Micro Miniature Linear Motors and their Control Simon Bramble Senior Applications Engineer, austriamicrosystems UK An Introduction to SQUIGGLE Motors In 1965 Gordon Moore predicted that transistors in an integrated circuit would double in number every two years. This statement would become known as Moore’s Law and has been applied to the general progress of the electronic industry for the past 40 years, from computer memory to processor speed. The same cannot be said for mechanical components however with motors and relays often being far larger than the electronics that controls them. That has all changed since New Scale Technologies, Inc. launched the SQUIGGLE motor. This device is the world’s smallest linear motor and the SQUIGGLE motor family has an impressive feature set. The motor evaluated for this article is less than 3 x 3 x 6 mm, weighs 0.16 gram and has a stall force of 30 grams (0.3 N). It travels at 7mm/sec, has a travel range of 6 mm and can achieve nanometer resolution. Later devices have a 50g stall force and can run on voltages as low as 2.3V. Electromagnetic motors smaller than about 6mm in diameter start to lose efficiency and reliability as power is wasted in heat and less torque is produced to overcome internal friction. MEMS (micro-electromechanical systems) can achieve sub micro motion, but at the expense of low force and travel. With the SQUIGGLE motor, engineers can add motion features to products where they could not have imagined before.

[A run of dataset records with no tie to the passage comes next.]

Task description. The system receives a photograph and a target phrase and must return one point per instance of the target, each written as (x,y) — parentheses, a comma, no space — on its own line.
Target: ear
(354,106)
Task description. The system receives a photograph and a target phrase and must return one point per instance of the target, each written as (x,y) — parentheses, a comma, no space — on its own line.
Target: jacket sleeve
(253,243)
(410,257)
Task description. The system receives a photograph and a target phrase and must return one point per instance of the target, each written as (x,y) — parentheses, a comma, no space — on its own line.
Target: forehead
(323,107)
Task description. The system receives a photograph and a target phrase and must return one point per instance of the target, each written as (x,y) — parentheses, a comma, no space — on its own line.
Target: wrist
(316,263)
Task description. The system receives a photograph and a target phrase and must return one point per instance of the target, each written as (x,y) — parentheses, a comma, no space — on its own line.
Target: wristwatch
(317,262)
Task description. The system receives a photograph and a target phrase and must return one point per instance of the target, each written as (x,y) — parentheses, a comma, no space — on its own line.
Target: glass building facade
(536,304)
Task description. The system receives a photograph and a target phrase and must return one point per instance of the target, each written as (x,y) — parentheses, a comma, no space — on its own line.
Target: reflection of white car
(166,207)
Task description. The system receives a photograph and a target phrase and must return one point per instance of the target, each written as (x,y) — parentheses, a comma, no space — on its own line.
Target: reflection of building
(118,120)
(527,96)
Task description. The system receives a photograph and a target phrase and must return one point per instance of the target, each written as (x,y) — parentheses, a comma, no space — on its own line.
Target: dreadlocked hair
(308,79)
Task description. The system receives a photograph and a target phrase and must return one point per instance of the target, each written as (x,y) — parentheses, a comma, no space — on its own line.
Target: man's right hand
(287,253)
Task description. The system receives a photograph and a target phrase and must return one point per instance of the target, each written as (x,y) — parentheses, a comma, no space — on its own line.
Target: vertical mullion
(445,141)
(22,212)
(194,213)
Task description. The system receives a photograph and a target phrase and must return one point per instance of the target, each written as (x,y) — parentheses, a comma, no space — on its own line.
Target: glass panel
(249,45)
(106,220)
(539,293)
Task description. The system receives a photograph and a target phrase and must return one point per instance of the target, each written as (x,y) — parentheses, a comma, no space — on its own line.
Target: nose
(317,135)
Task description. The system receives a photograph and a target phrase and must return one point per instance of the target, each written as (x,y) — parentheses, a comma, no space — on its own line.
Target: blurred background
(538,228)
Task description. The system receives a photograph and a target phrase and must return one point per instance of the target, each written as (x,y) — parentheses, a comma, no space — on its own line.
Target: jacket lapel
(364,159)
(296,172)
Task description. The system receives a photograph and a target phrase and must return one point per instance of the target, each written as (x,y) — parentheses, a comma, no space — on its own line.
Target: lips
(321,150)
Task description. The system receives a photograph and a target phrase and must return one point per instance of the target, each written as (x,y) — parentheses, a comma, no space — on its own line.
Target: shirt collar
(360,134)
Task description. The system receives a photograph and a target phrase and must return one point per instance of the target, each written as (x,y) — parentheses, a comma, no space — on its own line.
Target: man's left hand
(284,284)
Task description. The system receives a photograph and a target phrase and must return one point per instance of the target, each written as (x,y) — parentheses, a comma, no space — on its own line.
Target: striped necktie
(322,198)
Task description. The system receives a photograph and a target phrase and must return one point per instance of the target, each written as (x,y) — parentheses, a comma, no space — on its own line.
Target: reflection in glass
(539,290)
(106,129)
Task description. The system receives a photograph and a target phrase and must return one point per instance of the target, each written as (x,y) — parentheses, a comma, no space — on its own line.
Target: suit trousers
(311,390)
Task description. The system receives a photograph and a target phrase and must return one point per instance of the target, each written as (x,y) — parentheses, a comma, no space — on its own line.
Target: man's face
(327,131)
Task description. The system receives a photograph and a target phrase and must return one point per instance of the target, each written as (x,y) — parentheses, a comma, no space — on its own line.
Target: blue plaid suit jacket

FIG 1 – the SQUIGGLE motor on a fingertip How the SQUIGGLE Motor Works The SQUIGGLE motor is based on piezoelectric material. Two pairs of opposing piezoelectric plates are connected to a nut with a mating threaded screw inside. Two out of phase square waves are applied to the piezo electric plates, causing them to vibrate in an orbital motion. This movement is similar to a hula hoop action and causes the SQUIGGLE motor screw thread to move in a linear motion back and forth through the nut.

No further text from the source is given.